Tras doce minutos pasito a paso, llega al punto donde se apilan las bandejas. A esa altura, ya lleva el cinturón y el móvil en la mano, de manera que no le resulta fácil, y eso es evidente, empujar su maleta roja deshilachada en los cantos.
Coloca móvil y cinturón sobre una bandeja gris como se pueden imaginar las bandejas grises de las cárceles sin saber para qué sirven, y después se baja la cremallera de la cazadora, se la quita. Tras doblarla meticulosamente, la coloca sobre el resto y le pasa la mano por el lomo como quien apacigua a una bestia leal.
La joven pareja que le sigue da muestras de impaciencia, cuchichean, chasquean la lengua, golpean el talón contra el suelo rítmicamente con fastidio. Una mujer uniformada ha pedido al hombre de la cazadora que se descalce y coloque los zapatos en la bandeja.
Yo camino detrás de una mujer enfrascada en una revista de moda que camina detrás de la pareja joven.
Y pienso:
Leer banalidades es una forma de vida, como leer a Camus o Calvino era una forma de crecer. Las banalidades acaban funcionando por inercia. Leer mentiras es una decisión en la que no creo que medie la inercia.

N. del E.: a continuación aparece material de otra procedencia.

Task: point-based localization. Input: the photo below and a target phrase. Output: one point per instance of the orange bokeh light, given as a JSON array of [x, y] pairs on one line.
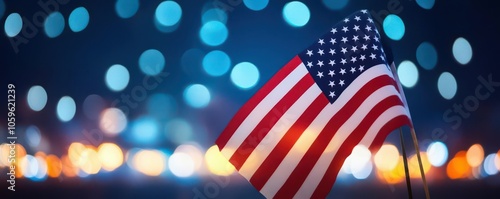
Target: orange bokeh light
[[458, 167], [54, 166], [68, 169], [475, 155]]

Leer mentiras significa tomar partido. Quien toma partido participa, y en ese participar, ya no puede dejar de leer mentiras porque sería como poner su cara ante un espejo y descubrir que ya no es inocente.
La mentira es la clave.
El hombre debe de rondar los 70. Se agacha con la dificultad propia de los cuerpos recios, de carne prieta. Al arremangarse el pantalón de algodón oscuro, deja al descubierto un botín quizás sacado de la misma caja aquella de 1966. Baja la cremallera de los zapatos, uno detrás de otro, y todavía encorvado, mira de reojo a la pareja joven que, sin ningún recato, se mofa de su calzado e intenta molestar sin ademán directo. Son un chico y una chavala de unos 25 que podrían aparecer en cualquier programa de televisión de los que finge llevar a jóvenes “normales”. O también en la puerta de un after de la costa.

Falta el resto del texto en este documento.